To mark the 48th anniversary of the death of Pablo Picasso, a pair of scientists working at the intersection of art and artificial intelligence is releasing a set of NFTs based on a recreation of a lost artwork hidden beneath one of the famed artist’s finished canvases, believed to be by Santiago Rusiñol.
The project, called Oxia Palus, is the brainchild of two University College London PhD candidates, Anthony Bourached and George Cann. It uses machine learning, deep networks, and neural-style transfer algorithms developed by researchers at the University of Tübingen in Germany to analyze ghostly X-rays of overpainted artworks. Based on the artist’s known works, the computer can generate a full-color version of the lost composition.
The duo first tested out the process on Picasso’s The Old Guitarist, publishing their results in a paper titled “Raiders of the Lost Art” in 2019. To date, Oxia Palus has generated color images of 20 lost paintings, previously seen only via X-ray. The next step was using 3-D printing technology to produce textured canvases of the lost paintings with realistic brushstrokes.
“There are potentially thousands of works out there that we could see in the next few years that haven’t been seen in hundreds of years,” Cann told Artnet News.
It’s an unlikely project for two scientists. Bourached’s studies are in high dimensional neuroscience, while Cann on efforts to detect life on Mars. The name Oxia Palus actually comes from Cann’s dissertation work.
“It’s a region of Mars that has a lot of interest in the search for life, in particular in the subsurface,” Cann said. “In an analogous sense, with the exploration of this world and the search for life below it, we’re doing a very similar thing, but under the surface of the paint.”
Bourached and Cann have christened their high-tech replicas “NeoMasters,” and hope to one day apply the same process to lost works for which there only exists a written description.
“This is a contrast to a lot of current AI art, which is generative, about making something new and creative,” Bourached told Artnet News. “We’re looking backward to artists who have stood the filter of time in terms of cultural, societal, and historical impact.”
The first physical recreation of a lost painting comes from Picasso’s 1902 work La Miséreuse Accroupie (The Crouching Beggar). As a young artist in Barcelona unable to afford new art supplies, he painted it atop an existing work from one of his contemporaries.
Evidence of that lost painting could be seen through cracks on the work’s surface, revealing traces of the other composition below. But it wasn’t until the Art Gallery of Ontario, which owns the piece, examined it with a portable x-ray fluorescence scanner in 2018 that the lost composition came to light.
The original painting is believed to depict a hilly landscape in the Jardin Laberint d’Horta in Barcelona. Rusiñol, the leader of the Catalan modernisme movement, is one of the most likely candidates for its authorship.

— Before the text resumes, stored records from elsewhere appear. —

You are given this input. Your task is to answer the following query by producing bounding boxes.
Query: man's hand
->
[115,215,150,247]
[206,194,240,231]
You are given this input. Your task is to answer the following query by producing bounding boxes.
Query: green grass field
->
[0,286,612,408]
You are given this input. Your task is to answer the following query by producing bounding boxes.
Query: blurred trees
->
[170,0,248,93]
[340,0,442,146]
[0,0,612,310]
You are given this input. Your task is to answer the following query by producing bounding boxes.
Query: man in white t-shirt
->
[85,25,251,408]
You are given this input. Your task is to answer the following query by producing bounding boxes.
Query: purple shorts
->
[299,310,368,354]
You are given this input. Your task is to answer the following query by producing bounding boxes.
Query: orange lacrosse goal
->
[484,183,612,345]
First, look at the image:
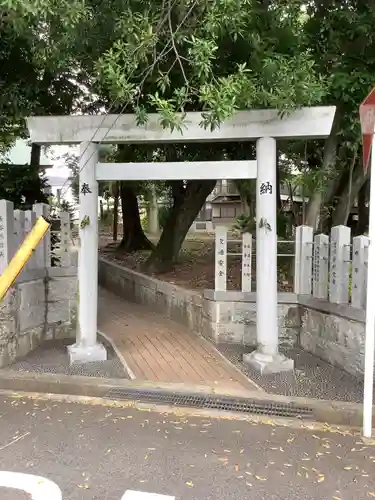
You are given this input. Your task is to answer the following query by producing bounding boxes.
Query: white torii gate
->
[27,106,336,373]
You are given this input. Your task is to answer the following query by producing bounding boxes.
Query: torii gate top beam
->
[27,106,336,145]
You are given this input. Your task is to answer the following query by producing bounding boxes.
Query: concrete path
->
[99,289,258,390]
[0,396,375,500]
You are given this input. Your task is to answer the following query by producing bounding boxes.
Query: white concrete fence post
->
[215,226,228,292]
[59,212,72,267]
[25,210,38,269]
[351,236,369,309]
[294,226,314,295]
[14,210,25,251]
[329,226,350,304]
[241,233,253,292]
[0,200,15,275]
[313,234,329,300]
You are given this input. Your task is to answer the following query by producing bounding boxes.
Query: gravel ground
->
[216,344,363,403]
[0,340,129,379]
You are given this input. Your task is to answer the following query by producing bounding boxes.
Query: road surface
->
[0,396,375,500]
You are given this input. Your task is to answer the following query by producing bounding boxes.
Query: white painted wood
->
[215,226,228,292]
[25,210,37,269]
[59,212,72,267]
[313,234,329,300]
[27,106,336,144]
[96,161,257,181]
[14,209,27,280]
[121,490,175,500]
[33,203,51,267]
[256,137,278,356]
[241,233,253,292]
[0,471,62,500]
[352,236,369,309]
[0,200,15,275]
[294,226,314,295]
[329,226,350,304]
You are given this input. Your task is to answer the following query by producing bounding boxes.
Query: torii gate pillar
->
[68,142,107,363]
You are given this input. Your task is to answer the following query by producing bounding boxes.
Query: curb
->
[0,371,375,427]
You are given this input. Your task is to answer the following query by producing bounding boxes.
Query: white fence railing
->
[0,200,72,275]
[215,226,369,309]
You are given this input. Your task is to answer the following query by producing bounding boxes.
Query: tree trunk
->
[304,110,341,230]
[356,180,370,235]
[145,180,216,272]
[30,144,42,168]
[119,182,153,253]
[332,162,369,226]
[276,146,282,212]
[113,181,120,241]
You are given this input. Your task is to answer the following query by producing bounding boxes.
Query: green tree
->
[93,0,325,268]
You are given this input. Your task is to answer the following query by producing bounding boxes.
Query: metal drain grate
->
[105,389,313,419]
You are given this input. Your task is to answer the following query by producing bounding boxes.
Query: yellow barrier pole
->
[0,217,50,300]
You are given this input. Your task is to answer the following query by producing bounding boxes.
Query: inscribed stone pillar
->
[244,137,293,373]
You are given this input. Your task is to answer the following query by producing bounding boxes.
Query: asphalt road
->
[0,397,375,500]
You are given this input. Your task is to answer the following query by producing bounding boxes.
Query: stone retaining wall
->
[0,268,77,367]
[99,259,365,375]
[298,295,366,375]
[99,259,300,345]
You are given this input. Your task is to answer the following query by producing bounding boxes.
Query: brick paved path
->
[99,289,257,390]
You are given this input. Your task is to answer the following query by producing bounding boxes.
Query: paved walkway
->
[99,289,257,390]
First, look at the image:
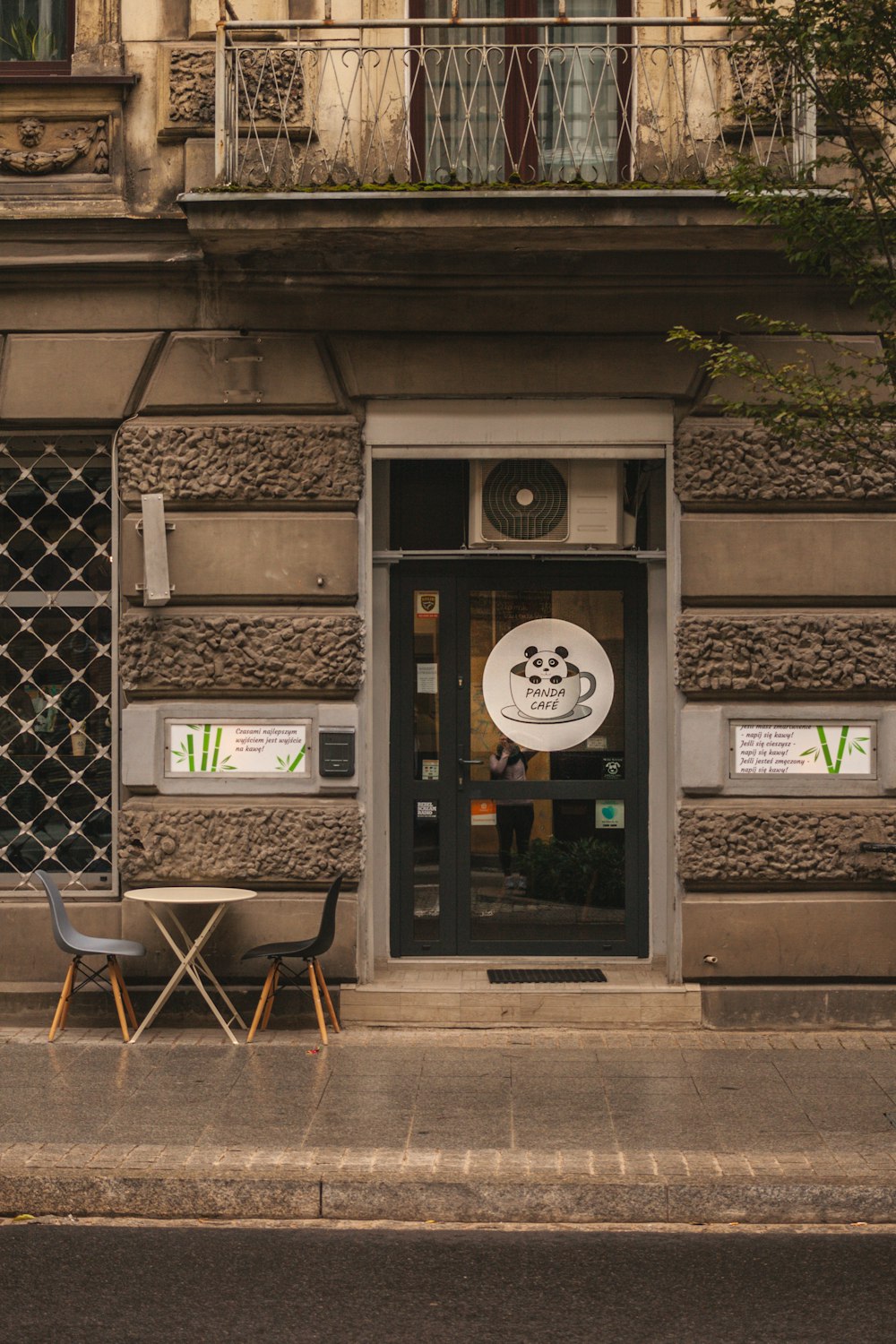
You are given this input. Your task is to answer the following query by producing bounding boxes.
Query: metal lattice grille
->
[0,435,113,890]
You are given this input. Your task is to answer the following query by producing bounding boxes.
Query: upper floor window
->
[0,0,75,75]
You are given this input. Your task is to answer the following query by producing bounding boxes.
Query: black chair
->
[242,873,344,1045]
[35,871,146,1040]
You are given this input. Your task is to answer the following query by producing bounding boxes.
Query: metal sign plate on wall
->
[731,723,877,777]
[165,719,309,779]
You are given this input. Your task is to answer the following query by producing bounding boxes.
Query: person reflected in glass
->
[489,733,538,892]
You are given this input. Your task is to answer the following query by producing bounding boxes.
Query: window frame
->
[0,0,75,83]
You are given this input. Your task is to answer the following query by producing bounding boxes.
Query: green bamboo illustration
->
[277,747,305,774]
[818,725,840,774]
[799,723,868,774]
[199,723,211,774]
[831,723,849,774]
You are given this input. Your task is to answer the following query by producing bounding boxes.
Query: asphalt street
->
[0,1223,896,1344]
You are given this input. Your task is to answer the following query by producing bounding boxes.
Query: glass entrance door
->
[391,561,648,956]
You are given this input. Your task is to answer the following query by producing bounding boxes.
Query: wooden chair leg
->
[261,961,280,1031]
[246,961,277,1045]
[314,957,342,1031]
[111,957,137,1031]
[106,957,130,1040]
[307,961,326,1045]
[59,957,78,1031]
[48,957,78,1040]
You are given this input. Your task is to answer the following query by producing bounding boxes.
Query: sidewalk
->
[0,1027,896,1223]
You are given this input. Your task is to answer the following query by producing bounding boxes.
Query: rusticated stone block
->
[675,419,896,505]
[118,612,364,695]
[118,803,363,884]
[677,612,896,695]
[678,806,896,890]
[118,418,363,505]
[168,43,305,128]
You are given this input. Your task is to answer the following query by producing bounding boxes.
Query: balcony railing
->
[215,18,814,191]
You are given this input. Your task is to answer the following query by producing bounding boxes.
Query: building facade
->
[0,0,896,1026]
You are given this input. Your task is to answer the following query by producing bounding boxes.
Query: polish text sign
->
[734,723,874,776]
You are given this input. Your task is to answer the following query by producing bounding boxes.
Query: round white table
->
[125,887,255,1046]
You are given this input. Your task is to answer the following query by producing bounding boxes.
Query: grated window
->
[0,435,113,890]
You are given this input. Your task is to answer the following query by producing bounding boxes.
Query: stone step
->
[340,975,702,1027]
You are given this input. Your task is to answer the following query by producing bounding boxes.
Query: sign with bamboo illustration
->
[734,723,876,776]
[167,722,307,779]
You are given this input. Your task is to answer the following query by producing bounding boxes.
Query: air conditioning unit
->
[469,457,622,550]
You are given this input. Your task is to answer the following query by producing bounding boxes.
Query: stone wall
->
[675,418,896,978]
[677,610,896,698]
[118,610,364,696]
[678,801,896,892]
[116,413,364,935]
[118,801,363,887]
[118,418,363,505]
[675,418,896,510]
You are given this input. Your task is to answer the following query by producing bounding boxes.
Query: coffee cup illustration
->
[482,617,614,752]
[511,644,598,723]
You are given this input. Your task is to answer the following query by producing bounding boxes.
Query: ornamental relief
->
[0,116,108,177]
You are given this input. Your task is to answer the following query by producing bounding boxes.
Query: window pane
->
[470,798,625,943]
[469,589,625,781]
[414,589,441,780]
[0,437,113,887]
[414,803,441,943]
[0,0,68,61]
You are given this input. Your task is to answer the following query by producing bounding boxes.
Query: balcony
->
[215,11,814,194]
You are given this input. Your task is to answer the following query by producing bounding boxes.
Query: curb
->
[0,1168,896,1225]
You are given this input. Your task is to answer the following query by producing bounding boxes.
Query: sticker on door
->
[482,620,614,752]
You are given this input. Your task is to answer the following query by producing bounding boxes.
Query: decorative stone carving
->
[118,419,363,504]
[0,116,108,177]
[677,612,896,695]
[118,612,364,695]
[168,46,305,128]
[678,806,896,890]
[676,418,896,504]
[118,803,364,884]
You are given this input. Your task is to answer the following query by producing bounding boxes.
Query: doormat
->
[489,967,607,986]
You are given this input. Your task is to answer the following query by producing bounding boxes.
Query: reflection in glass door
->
[392,562,646,956]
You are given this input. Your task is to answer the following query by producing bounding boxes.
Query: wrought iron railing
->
[216,14,814,191]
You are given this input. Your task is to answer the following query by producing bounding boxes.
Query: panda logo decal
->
[482,620,614,752]
[525,644,570,685]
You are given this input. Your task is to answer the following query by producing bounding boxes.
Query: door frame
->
[388,553,650,959]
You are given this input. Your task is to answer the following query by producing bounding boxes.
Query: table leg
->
[168,910,247,1031]
[130,903,237,1046]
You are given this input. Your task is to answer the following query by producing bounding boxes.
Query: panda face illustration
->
[524,645,570,685]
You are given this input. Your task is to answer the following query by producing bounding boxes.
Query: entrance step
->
[340,962,702,1029]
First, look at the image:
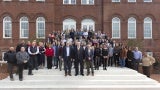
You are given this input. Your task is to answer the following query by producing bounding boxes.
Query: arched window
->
[144,17,152,39]
[81,0,94,5]
[63,18,76,31]
[3,16,12,38]
[128,17,136,39]
[112,17,121,39]
[20,17,29,38]
[81,19,95,31]
[36,17,45,38]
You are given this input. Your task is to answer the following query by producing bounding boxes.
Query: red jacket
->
[45,48,54,56]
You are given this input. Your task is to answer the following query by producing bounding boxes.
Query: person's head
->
[143,52,147,57]
[48,44,52,48]
[135,47,138,51]
[32,41,36,46]
[39,42,43,46]
[9,47,14,51]
[66,42,70,47]
[21,47,25,52]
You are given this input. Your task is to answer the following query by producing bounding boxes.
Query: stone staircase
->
[0,67,160,90]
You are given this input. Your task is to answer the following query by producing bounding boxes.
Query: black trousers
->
[75,59,84,74]
[86,60,94,75]
[95,56,100,70]
[47,56,52,69]
[103,58,108,69]
[8,63,16,78]
[133,59,140,71]
[38,54,45,66]
[18,64,24,79]
[113,55,119,66]
[64,57,72,74]
[142,66,151,77]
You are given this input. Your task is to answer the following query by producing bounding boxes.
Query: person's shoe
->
[10,78,14,81]
[75,74,78,76]
[81,74,84,76]
[92,73,94,76]
[19,78,23,81]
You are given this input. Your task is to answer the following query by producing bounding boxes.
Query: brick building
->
[0,0,160,60]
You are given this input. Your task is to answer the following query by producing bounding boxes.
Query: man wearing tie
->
[63,42,72,76]
[74,42,84,76]
[85,44,94,76]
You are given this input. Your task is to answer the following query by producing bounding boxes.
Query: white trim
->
[36,17,46,39]
[63,0,77,5]
[81,19,95,31]
[63,18,76,31]
[112,17,121,39]
[3,16,12,39]
[128,17,137,39]
[81,0,94,5]
[143,17,153,39]
[19,16,29,39]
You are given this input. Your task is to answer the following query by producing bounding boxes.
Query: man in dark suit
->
[74,42,84,76]
[85,44,94,76]
[62,42,72,76]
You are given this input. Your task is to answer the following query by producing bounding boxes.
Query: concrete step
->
[0,67,160,90]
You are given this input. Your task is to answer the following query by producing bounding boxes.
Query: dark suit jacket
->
[74,47,84,61]
[85,48,94,61]
[62,46,73,59]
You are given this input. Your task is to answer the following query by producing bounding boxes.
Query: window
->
[63,18,76,31]
[20,17,29,38]
[143,0,152,2]
[144,17,152,39]
[112,0,121,2]
[36,17,45,38]
[81,0,94,5]
[128,0,136,2]
[3,0,12,1]
[19,0,29,1]
[3,16,12,38]
[128,17,136,39]
[81,19,95,31]
[112,17,120,39]
[63,0,76,4]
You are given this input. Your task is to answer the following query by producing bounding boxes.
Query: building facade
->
[0,0,160,60]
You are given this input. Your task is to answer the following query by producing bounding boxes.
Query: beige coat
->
[142,55,155,66]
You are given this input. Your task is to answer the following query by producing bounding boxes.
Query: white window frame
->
[3,16,12,38]
[143,0,152,2]
[143,17,153,39]
[36,0,45,2]
[19,16,29,39]
[19,0,29,2]
[128,0,136,3]
[81,19,95,31]
[63,18,76,31]
[128,17,137,39]
[112,0,121,2]
[63,0,77,5]
[112,17,121,39]
[81,0,94,5]
[36,17,45,39]
[3,0,12,2]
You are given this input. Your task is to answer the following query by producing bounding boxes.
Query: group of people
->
[4,30,155,81]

Based on that assumption, Bourached and Cann trained the AI in Rusiñol’s style, and generated a possible color version of the recently discovered X-ray.
Then the duo created an edition of 100 3-D printed canvases of the lost painting, each linked to an NFT on a blockchain.
“It’s something that hasn’t been done before and is actually a patent-pending approach for us,” Bourached said. “The layering of this paint and ink on a canvas is pushing the state of the art in 3-3 print technology.”
The editions, for sale at MORF Gallery for $11,111.11 each, also feature anti-fraud technology, with a unique code linked to the associated NFT inked on the underlying canvas. (The paintings can only be purchased in traditional dollars, not cryptocurrency.)
There are no plans to donate one of the copies to the AGO, but Bourached and Cann hope Oxia Palus can partner with institutions in the future.
“From an educational perspective,” Bourached said, “it would be amazing if you could have both pieces next to one another in a museum.”